Dec 14, 2010
When I was a kid, I always wanted to bake cookies at Christmas. I wanted to make gingerbread men. I wanted to make sugar cookies in the shapes of angels. I wanted to make Toll House chocolate chip cookies. I wanted to make peanut butter cookies and press the tines of a fork down against the dough.
But I grew up in a first-generation immigrant Chinese American household, and in order to make those kinds of cookies, we’d need, among other things: molasses, cookie cutters, chocolate chips, and loads of butter. Things we didn’t have in our Chinese pantry. One year I somehow convinced my parents to buy a bottle of molasses, but without cookie cutters, I ended up cutting out shapes using cardboard stencils. The cookies turned out to taste like rocks, I remember. It’s not really a surprise. I’d never eaten freshly made gingerbread cookies; nor had my mother, so it’s not like we knew what to aim for.
For Christmas dinner, my mother made Chinese-style roast duck that she salted and hung out overnight in the garage (it was cold out there). We also had shrimp and peas, red-cooked pork, meatballs rolled in glutinous rice, stir-fried vegetables, and maybe winter melon soup. The food was delicious, but I would check out cookbooks from the library and pore over recipes for roast beef and yorkshire pudding, fantasizing about what other people might eat for Christmas dinner.
Years later, I’ve had roast beef and yorkshire pudding. My mom’s roast duck was way better. But for a long time, during the holidays especially, the differences between my family and what seemed like the entire rest of America rose up crystal clear. We didn’t do what everybody else — on TV, in books, and in my school (I grew up in Colorado) — seemed to do.
It didn’t make much of a difference when I was a little kid, but as I grew older and went through adolescence — a period when just about the most important thing ever is fitting in with everyone else — these differences frustrated me. Beneath the frustration, of course, was a yearning to be like everyone else.
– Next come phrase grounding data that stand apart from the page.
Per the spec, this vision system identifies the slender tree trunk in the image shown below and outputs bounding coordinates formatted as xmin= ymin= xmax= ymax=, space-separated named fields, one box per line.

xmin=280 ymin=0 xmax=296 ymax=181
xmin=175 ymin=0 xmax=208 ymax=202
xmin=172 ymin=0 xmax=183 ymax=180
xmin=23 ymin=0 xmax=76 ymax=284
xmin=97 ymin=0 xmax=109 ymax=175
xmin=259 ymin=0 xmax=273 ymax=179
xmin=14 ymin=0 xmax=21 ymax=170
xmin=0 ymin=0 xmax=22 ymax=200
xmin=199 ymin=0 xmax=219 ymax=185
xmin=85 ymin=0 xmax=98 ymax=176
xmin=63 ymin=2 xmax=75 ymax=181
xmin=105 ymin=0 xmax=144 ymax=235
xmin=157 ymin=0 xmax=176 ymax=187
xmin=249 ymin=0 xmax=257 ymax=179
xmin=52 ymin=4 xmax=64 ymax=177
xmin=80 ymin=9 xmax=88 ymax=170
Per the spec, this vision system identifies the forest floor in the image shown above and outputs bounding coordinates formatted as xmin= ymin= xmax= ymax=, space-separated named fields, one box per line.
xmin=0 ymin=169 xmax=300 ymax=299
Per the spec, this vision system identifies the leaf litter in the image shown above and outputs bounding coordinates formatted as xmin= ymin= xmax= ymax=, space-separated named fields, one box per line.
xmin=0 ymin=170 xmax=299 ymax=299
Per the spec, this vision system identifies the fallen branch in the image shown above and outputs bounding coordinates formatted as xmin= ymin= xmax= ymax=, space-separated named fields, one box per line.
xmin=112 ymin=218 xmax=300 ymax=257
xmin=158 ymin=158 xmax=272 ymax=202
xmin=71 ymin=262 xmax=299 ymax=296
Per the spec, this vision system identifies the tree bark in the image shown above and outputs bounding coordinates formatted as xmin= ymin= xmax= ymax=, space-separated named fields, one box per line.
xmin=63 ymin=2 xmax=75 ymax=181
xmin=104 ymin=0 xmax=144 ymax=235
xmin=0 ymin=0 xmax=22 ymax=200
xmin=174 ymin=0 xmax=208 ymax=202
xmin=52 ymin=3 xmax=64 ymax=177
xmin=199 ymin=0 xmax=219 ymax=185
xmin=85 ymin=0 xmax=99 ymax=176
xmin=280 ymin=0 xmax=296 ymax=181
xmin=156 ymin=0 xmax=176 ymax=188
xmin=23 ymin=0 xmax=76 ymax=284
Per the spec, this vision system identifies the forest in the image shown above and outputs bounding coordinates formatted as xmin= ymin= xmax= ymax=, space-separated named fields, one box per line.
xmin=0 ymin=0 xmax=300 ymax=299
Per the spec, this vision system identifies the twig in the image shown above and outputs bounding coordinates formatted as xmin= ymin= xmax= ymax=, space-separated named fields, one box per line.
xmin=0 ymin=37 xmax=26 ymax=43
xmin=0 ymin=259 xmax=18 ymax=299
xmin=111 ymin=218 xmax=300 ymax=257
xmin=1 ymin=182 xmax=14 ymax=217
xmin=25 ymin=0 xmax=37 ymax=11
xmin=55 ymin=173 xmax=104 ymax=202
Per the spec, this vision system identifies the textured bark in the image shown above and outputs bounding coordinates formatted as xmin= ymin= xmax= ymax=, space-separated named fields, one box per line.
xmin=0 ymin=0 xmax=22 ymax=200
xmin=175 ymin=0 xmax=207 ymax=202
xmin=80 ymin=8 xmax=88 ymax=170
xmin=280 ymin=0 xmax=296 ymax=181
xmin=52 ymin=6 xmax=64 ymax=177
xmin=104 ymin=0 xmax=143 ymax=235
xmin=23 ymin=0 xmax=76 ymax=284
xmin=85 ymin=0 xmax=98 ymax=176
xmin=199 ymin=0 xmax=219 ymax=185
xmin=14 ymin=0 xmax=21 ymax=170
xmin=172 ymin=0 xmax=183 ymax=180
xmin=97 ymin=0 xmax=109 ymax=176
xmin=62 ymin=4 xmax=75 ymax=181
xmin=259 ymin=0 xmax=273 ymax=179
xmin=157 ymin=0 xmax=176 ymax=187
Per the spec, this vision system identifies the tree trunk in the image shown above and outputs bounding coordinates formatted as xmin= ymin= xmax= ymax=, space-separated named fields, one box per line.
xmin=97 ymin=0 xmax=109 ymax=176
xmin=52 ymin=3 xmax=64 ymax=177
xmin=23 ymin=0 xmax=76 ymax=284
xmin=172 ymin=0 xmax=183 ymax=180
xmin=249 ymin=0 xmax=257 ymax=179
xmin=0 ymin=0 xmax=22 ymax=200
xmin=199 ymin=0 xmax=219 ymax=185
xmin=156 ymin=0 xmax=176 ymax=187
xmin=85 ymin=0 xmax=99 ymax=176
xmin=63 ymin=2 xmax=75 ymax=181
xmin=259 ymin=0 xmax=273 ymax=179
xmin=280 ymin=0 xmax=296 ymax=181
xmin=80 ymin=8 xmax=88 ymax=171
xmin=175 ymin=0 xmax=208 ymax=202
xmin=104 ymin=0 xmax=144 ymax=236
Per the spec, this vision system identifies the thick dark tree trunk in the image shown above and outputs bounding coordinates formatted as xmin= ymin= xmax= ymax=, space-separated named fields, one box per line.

Maybe if I ate the right food, I’d fit in.
During the holidays, everybody struggles with expectations and demands. Emotions that have been banished for the rest of the year can rise up unexpectedly when you’re forced to spend time with family members whom you don’t normally see.
For queer people, it’s not unusual to be forced to sit through long meals with relatives who openly reject you because of your sexual orientation. For immigrants who are not Christian, Christmas is a time that can make you feel like the most foreign foreigner ever to exist. I’ve been in both situations, and every year at the holidays, I can’t help but remember them.
Maybe that’s why I have a love/hate relationship with the holidays. I think that lately I’ve been veering toward the love side, but that’s because I’ve finally started to figure out how to celebrate this time of year on my own terms. But let me tell you, it’s a battle I still fight, at least internally, every year. Those feelings of difference-as-a-bad-thing haven’t entirely been erased. The media and entertainment industry still make giant fusses about trees and turkeys and gifts — oh, the gifts! — and the pure utter joy of family time (sarcasm intended).
But. One of the best things about being an adult in this country is that you get to choose how to celebrate (or not celebrate) the holidays.
Amy and I have a giant (fake) tree. In many ways, her enthusiasm for Christmas has erased so much of the anxiety about the holiday that I’ve struggled with. And over the years I’ve acquired plenty of cookie cutters, as well as taught myself what good gingerbread tastes like.
This week, I made both red-cooked pork and sugar cookies. Both are delicious. Both are perfect for Christmas.
A note on recipes: The oatmeal cookies are basically regular oatmeal cookies, but with crumbled dark chocolate and dried cherries. The sugar cookie recipe is the basic vanilla cookie dough recipe from Martha Stewart Living’s December 2010 issue. The icing is the quick lemon cookie icing from the Joy of Cooking.